S4, after the central server receives the combined encryption information, after verification is successful, decrypting to obtain processed model parameters, and performing aggregation evaluation on the model parameters uploaded by the plurality of received clients by the central server to obtain updated global parameters;
in step S4, after receiving the combined encryption information, the central server decrypts the encrypted combination information to obtain the processed model parameters, as shown in fig. 4, specifically,
s41, after receiving the combined encryption information, the central server decrypts the key encryption part by using an RSA private key to obtain a restored AES key;
s42, decrypting the ciphertext part by the restored AES key to obtain a plaintext, namely a training parameter, and performing Hash function processing on the plaintext by the central server to obtain a first Hash result, namely a summary result after ciphertext processing;
s43, decrypting the public key shared by the client side by the signature part through the central server to obtain a second Hash result, namely a summary result sent by the client side;
s44, the center server compares the first Hash result with the second Hash result, and if the comparison result is the same, the verification is successful, the information is complete, the identity of the client is legal, the identity of the center server is verified successfully, and the center server uses decryption to obtain plaintext, namely the processed model parameters; otherwise, the authentication fails, and the central server performs authentication again or resends the information.
In step S4, the central server receives the full link layer output logits of each client, and then performs average processing to obtain global full link layer output logits, and returns to each client to continue updating the local model.

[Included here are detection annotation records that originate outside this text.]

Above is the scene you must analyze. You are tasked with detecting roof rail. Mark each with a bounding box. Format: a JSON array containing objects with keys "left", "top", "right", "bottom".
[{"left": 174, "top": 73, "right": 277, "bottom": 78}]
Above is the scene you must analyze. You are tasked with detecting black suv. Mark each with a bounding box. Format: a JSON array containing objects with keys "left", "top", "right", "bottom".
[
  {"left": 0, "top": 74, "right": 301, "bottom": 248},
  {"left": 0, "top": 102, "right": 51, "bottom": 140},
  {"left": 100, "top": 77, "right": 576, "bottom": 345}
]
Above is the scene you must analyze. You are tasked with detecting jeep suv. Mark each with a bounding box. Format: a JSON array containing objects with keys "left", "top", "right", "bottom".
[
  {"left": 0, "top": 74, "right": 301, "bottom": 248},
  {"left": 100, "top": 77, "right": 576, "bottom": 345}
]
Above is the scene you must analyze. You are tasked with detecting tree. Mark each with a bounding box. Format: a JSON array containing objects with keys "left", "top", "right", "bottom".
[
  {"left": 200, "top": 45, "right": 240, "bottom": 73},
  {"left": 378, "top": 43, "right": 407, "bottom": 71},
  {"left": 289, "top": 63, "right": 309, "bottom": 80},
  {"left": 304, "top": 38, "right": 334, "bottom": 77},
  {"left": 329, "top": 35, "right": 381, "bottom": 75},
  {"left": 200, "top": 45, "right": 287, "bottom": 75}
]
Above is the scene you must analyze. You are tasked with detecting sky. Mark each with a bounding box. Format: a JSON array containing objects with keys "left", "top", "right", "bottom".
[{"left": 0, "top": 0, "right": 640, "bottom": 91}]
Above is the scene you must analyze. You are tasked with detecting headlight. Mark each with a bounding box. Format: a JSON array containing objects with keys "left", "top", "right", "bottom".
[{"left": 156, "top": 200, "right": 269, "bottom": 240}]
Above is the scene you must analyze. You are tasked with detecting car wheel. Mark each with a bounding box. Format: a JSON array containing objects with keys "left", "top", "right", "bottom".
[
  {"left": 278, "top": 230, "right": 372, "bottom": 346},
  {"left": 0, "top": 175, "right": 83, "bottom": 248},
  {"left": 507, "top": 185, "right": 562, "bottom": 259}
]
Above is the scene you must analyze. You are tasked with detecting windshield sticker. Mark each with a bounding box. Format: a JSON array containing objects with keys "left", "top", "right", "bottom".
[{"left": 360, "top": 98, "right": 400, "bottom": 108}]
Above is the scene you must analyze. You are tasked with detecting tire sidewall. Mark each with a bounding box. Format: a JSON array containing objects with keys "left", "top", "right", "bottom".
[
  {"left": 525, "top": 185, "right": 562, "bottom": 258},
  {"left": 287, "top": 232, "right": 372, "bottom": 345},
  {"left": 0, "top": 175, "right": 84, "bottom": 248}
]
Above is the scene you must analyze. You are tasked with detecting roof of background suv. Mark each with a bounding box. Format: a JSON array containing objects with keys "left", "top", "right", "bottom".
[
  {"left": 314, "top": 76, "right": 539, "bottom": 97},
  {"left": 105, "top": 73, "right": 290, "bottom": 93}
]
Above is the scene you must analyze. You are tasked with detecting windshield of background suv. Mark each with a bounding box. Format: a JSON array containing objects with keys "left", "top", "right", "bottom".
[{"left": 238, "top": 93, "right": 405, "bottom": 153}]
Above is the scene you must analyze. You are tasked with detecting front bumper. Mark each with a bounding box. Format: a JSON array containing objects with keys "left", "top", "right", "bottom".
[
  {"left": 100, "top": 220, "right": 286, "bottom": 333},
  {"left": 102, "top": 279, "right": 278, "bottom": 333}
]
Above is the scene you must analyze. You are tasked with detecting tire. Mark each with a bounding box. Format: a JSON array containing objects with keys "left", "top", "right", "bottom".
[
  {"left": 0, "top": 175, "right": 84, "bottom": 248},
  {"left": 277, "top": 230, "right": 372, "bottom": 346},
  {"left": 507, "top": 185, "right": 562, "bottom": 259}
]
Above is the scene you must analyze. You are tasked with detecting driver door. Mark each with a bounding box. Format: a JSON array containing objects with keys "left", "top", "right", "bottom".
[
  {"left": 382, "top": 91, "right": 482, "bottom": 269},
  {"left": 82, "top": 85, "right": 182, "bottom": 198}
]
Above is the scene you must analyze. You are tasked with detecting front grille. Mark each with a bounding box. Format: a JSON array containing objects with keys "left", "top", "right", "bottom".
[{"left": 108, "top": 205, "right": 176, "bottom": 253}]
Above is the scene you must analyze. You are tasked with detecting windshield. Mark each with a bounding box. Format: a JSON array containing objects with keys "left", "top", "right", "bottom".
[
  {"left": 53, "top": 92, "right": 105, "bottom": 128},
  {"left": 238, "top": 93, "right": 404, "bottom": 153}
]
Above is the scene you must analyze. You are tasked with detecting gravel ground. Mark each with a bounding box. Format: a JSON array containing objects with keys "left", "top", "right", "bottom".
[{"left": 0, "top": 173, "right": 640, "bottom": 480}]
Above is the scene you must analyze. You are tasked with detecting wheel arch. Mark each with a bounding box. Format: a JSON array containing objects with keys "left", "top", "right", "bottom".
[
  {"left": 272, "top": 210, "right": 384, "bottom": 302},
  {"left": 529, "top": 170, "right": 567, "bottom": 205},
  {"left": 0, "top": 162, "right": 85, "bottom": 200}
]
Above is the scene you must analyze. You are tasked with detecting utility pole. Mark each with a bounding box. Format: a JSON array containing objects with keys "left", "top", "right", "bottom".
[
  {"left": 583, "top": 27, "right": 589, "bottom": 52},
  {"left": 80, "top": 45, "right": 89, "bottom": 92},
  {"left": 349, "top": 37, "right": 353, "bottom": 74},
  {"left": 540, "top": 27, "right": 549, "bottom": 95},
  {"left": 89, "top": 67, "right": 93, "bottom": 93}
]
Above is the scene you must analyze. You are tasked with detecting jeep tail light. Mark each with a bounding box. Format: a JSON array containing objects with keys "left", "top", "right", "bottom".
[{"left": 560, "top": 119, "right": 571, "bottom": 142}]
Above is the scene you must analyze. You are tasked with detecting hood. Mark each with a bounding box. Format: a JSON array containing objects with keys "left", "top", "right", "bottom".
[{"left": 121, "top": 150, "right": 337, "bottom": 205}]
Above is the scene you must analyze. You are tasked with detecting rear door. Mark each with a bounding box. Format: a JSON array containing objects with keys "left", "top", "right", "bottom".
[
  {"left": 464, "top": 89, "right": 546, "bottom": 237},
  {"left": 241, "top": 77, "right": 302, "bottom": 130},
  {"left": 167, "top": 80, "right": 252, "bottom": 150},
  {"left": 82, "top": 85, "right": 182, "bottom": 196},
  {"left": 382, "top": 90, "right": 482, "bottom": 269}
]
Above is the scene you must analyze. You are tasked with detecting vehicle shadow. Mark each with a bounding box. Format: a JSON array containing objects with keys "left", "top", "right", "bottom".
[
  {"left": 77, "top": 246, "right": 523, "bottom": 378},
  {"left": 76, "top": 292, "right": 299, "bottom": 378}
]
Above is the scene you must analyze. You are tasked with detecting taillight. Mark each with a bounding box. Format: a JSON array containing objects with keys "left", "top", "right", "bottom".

Further averaging may be performed on the five most recent rounds of logits vectors to form global knowledge for guiding the training of the respective client model.
In step S4, the ciphertext portion is encrypted using the AES algorithm, so the central server needs to decrypt using the restored AES key. The center server compares the first Hash result with the second Hash result to further verify the integrity of the information and the validity of the identity, if the two summary results are the same, the information is complete, the identity of the client is legal, and the center server successfully verifies the identity. In this case, the central server may use the decrypted plaintext. If the summary results are different, the description information may have been tampered with and the central server needs to re-authenticate or re-send the information.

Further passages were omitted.